The trial court ordered that Dr. Frankel be excluded from testifying at Waicis’s trial. Waicis then moved for reconsideration, primarily urging there was no clear promise that Dr. Frankel would be available all of Saturday, and arguing that Dr. Frankel scheduled his afternoon meeting in reliance on Schwartz’s estimate the deposition would go one to two hours. The trial court denied the motion for reconsideration, noting Dr. Frankel had put an “unreasonable burden” on Schwartz. The court concluded ”1 was clearly left with the impression” that Dr. Frankel was ordered to be available on Saturday for whatever time it took to complete his deposition, and that from his importance to the issues, “I would not have anticipated two hours to be sufficient,” and stated that exclusion of the witness was “only as a last straw” and “based upon the cumulative circumstances.”

This petition followed.

Discussion

Although discovery rulings are generally not reviewed by prerogative writ (Oceanside Union School Dist. v. Superior Court (1962) 58 Cal.2d *287 180 [23 Cal.Rptr. 375, 373 P.2d 439]), they can be if an order prevents a party from having a fair opportunity to litigate his or her case (see Lehman v. Superior Court (1986) 179 Cal.App.3d 558 [224 Cal.Rptr. 572]). For this reason, we issued an order to show cause in lieu of an alternative writ and heard oral argument.

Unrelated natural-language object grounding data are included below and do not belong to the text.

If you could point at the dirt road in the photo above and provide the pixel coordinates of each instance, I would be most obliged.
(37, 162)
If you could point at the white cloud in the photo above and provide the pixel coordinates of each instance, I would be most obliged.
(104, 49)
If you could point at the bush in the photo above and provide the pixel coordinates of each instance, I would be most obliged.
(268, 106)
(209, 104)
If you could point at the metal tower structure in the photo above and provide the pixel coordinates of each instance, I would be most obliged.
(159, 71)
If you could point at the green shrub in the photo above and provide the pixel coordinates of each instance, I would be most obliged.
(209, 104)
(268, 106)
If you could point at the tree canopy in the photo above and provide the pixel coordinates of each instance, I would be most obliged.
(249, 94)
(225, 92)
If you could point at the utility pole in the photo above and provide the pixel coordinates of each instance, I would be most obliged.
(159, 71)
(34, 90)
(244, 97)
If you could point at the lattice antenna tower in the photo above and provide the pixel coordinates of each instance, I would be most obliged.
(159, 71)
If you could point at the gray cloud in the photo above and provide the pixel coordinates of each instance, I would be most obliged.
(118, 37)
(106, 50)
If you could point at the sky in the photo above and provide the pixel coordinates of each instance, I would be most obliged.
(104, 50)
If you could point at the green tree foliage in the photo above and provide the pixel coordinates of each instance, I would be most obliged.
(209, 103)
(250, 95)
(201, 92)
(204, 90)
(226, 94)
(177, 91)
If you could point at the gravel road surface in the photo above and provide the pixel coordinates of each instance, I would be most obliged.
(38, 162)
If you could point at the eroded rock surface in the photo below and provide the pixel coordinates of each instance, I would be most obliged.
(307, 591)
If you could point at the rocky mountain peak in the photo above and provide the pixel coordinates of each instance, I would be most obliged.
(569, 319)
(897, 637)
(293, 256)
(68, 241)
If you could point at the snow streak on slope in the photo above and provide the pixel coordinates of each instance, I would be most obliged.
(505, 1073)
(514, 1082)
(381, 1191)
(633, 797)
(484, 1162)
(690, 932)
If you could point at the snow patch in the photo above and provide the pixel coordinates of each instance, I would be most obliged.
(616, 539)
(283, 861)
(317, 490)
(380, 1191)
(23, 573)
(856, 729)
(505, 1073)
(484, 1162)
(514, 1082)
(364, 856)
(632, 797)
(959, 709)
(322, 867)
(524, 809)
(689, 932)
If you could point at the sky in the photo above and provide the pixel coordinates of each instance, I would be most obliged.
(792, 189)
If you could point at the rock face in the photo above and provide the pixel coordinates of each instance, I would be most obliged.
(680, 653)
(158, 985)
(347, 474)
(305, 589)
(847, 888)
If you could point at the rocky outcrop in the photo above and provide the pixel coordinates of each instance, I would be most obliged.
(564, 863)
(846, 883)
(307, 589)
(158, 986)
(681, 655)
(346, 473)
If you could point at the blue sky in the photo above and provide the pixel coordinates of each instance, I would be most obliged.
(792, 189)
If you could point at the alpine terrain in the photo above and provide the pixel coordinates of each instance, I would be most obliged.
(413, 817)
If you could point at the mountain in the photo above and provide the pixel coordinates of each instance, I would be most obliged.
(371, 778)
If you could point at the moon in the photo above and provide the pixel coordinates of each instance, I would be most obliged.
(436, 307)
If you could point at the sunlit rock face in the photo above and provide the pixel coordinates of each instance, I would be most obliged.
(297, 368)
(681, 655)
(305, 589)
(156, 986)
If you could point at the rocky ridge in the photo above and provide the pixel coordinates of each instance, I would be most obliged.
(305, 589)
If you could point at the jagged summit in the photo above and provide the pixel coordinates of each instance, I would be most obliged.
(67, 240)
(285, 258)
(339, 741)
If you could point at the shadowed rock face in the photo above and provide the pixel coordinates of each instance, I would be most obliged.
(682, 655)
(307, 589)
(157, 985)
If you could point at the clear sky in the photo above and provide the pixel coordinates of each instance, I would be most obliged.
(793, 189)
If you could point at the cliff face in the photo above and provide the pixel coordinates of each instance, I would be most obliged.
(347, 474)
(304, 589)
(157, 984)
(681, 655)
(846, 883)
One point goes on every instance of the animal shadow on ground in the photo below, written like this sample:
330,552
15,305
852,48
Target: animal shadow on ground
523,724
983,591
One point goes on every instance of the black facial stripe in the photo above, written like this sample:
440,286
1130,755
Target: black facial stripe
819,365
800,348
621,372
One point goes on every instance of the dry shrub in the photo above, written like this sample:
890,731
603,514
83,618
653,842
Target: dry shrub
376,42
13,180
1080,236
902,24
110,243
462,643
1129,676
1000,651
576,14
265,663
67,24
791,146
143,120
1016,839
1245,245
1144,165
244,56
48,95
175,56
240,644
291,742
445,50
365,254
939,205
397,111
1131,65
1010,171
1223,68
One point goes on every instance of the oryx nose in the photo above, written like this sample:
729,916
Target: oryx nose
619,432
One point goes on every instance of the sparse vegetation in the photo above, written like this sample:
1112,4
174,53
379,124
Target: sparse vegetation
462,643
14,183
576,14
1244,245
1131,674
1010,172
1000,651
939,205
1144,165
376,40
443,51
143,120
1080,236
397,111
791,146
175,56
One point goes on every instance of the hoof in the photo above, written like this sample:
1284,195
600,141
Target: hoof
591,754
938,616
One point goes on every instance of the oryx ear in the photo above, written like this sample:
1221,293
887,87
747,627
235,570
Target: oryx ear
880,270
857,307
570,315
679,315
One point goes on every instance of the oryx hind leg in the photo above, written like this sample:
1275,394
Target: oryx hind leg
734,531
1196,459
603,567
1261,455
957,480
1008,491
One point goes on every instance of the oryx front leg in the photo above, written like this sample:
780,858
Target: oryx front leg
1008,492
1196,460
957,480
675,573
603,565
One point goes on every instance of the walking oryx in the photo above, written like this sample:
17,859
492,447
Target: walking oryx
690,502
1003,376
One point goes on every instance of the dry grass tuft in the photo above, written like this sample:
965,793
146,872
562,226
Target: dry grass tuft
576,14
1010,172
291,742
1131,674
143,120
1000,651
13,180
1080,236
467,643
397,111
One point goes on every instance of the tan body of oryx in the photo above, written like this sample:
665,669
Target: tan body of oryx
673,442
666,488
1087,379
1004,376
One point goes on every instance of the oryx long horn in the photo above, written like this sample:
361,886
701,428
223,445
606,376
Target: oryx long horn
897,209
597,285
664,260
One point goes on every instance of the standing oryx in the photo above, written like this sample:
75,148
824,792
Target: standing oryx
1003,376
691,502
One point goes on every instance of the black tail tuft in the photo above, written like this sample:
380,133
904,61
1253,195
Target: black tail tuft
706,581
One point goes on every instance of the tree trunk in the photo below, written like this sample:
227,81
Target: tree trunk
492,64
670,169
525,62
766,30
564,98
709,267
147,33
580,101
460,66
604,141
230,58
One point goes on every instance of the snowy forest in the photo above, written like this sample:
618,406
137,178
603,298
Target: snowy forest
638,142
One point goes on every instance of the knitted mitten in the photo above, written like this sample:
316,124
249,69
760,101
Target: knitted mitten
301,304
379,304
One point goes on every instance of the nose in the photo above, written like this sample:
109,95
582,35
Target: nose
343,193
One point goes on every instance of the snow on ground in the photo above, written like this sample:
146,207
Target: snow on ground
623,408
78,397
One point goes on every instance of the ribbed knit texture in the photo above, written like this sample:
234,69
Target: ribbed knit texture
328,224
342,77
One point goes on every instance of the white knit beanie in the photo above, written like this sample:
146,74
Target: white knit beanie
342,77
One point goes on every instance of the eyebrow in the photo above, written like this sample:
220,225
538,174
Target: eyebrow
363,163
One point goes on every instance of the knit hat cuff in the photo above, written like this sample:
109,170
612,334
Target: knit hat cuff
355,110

The sanction of preclusion of the testimony of a noncooperative deponent is authorized by the discovery statutes. (Code Civ. Proc., §§ 2023, subds. (a), (b)(3); 2025, subd. (j)(3); see Weil & Brown, Cal. Practice Guide: Civil Procedure Before Trial (Rutter 1990) §§ 8:860, 8:863.) The sole question presented is whether, based upon these facts, the trial court abused its discretion by imposing this sanction. Factual questions touching on the question of noncooperation, necessarily resolved against Waicis by the trial court’s order, are governed by a substantial evidence standard. Not only is the evidence that Dr. Frankel was uncooperative in permitting his deposition to be taken substantial, it is overwhelming.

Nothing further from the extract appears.